Donald Lambro

The USA TODAY/Gallup poll numbers "show that Mitt Romney leads Obama by 50 percent to 46 percent among likely voters in the swing states." Women, who previously supported the president by lopsided margins, were now narrowly divided 49 percent for Obama and 48 percent for Romney.

"That makes women, especially blue-collar 'waitress moms' whose families have been hard-hit by the nation's economic woes, the quintessential swing voters in 2012's close race," Page writes.

So while the network news and cable shows still persist in spreading the myth that Obama retains a major lead among women, the pollsters who know better paint a very different picture.

"In every poll, we've seen a major surge among women in favorability for Romney" since his strong performance in the first debate, said Democratic pollster Celinda Lake.

Lake believes the changed views among women about Romney could be "a precursor to movement" toward him. "It opens them up to take a second look, and that's the danger for Obama."

Now, in the wake of Tuesday's debate, an increasingly desperate Obama campaign is trying to make an issue out of Romney's story that as governor he asked aides to provide more women candidates for top positions in his administration. Pretty soon, he said, he received "binders full of women."

"I've got to tell you, we don't have to collect a bunch of binders to find qualified, talented, driven young women," Obama said while campaigning in Iowa. CNN tried to cook up a head of steam on the issue Wednesday, but it quickly fell flat on its face, as Romney has escalated his attacks on the president's abysmal record on women in Obama's jobless, poverty-stricken economy.

Romney's strongest attack line was delivered forcefully in the second debate: "There are 3.5 million more women living in poverty today than when the president took office. We don't have to live like this."

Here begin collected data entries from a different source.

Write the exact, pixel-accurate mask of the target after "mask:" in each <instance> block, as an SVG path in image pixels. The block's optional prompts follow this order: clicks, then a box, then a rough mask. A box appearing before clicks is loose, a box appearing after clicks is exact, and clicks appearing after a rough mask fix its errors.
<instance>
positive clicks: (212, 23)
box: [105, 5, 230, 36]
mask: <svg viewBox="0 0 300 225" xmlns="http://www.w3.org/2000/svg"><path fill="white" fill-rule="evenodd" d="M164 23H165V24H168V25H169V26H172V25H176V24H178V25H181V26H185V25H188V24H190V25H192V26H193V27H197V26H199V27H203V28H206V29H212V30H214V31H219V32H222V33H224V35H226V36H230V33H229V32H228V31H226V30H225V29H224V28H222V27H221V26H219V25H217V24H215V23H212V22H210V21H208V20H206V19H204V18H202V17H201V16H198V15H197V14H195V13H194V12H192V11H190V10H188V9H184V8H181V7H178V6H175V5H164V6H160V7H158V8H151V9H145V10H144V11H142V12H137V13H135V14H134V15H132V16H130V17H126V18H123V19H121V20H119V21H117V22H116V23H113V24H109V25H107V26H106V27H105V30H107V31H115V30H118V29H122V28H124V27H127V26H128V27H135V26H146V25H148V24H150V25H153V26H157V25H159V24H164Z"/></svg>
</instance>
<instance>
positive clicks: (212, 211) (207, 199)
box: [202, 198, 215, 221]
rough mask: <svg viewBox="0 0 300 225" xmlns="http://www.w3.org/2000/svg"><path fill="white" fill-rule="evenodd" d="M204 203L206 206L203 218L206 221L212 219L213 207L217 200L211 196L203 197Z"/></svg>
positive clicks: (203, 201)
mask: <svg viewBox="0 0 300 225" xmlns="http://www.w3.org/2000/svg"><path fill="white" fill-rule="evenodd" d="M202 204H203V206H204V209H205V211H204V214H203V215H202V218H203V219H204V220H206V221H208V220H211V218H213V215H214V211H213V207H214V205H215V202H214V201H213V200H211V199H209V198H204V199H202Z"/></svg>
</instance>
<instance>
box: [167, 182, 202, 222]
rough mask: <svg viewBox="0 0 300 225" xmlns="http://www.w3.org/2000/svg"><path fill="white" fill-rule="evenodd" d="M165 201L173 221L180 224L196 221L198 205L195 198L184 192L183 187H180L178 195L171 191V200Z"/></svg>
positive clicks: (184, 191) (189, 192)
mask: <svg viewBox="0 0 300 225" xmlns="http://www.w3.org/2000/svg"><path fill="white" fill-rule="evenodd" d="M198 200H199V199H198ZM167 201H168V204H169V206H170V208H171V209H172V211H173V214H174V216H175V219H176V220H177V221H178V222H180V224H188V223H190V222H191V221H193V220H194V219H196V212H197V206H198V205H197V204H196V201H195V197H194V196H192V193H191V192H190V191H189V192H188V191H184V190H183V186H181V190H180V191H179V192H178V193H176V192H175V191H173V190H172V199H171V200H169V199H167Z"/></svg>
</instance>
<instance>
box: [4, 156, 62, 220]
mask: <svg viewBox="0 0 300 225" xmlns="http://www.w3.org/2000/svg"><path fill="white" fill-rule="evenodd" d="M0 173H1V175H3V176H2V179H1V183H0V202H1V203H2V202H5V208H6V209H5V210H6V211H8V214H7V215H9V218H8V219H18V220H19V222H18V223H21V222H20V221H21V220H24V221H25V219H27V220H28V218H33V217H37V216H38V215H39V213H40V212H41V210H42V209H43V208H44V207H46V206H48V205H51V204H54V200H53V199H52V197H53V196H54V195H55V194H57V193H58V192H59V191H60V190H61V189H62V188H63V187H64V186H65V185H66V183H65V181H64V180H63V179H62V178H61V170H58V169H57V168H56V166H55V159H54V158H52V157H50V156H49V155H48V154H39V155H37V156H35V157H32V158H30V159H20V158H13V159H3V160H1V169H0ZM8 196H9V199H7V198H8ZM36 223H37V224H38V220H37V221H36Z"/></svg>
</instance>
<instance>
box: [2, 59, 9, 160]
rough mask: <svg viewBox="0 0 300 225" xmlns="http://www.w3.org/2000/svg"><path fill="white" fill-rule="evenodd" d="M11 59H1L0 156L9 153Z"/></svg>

"This is a presidency that has not helped America's women, and as I go across the country and ask women, 'What can I do to help?' what they speak about day in and day out is, 'Help me find a good job, or a good job for my spouse,'" Romney said in Ohio Wednesday

"That's what the women of America are concerned about. And the answers are coming back from us and not from Barack Obama," he said.

As for Romney's record on hiring women when he was governor of Massachusetts, here's what his running mate and lieutenant governor Kerry Healey said this week:

"When Mitt Romney talks about women, when he says he believes that we can do any job a man can do, I know from experience that he's speaking from the heart," she said in a statement. "Of the 20 top positions in the Romney administration, 10 of them were filled by women, more than any other state in the nation."

The worst mistake you can make in a campaign is to talk down to any group of voters, underestimate them or pander to them. Obama's top campaign men -- the highest posts are all males -- thought they could easily lock up the women's vote on a single issue.

But they've learned to their regret that women have the same concerns as everyone else in our country right now, and the same hope: to put a man in the Oval Office who knows how to get America working again.


Donald Lambro

Donald Lambro is chief political correspondent for The Washington Times.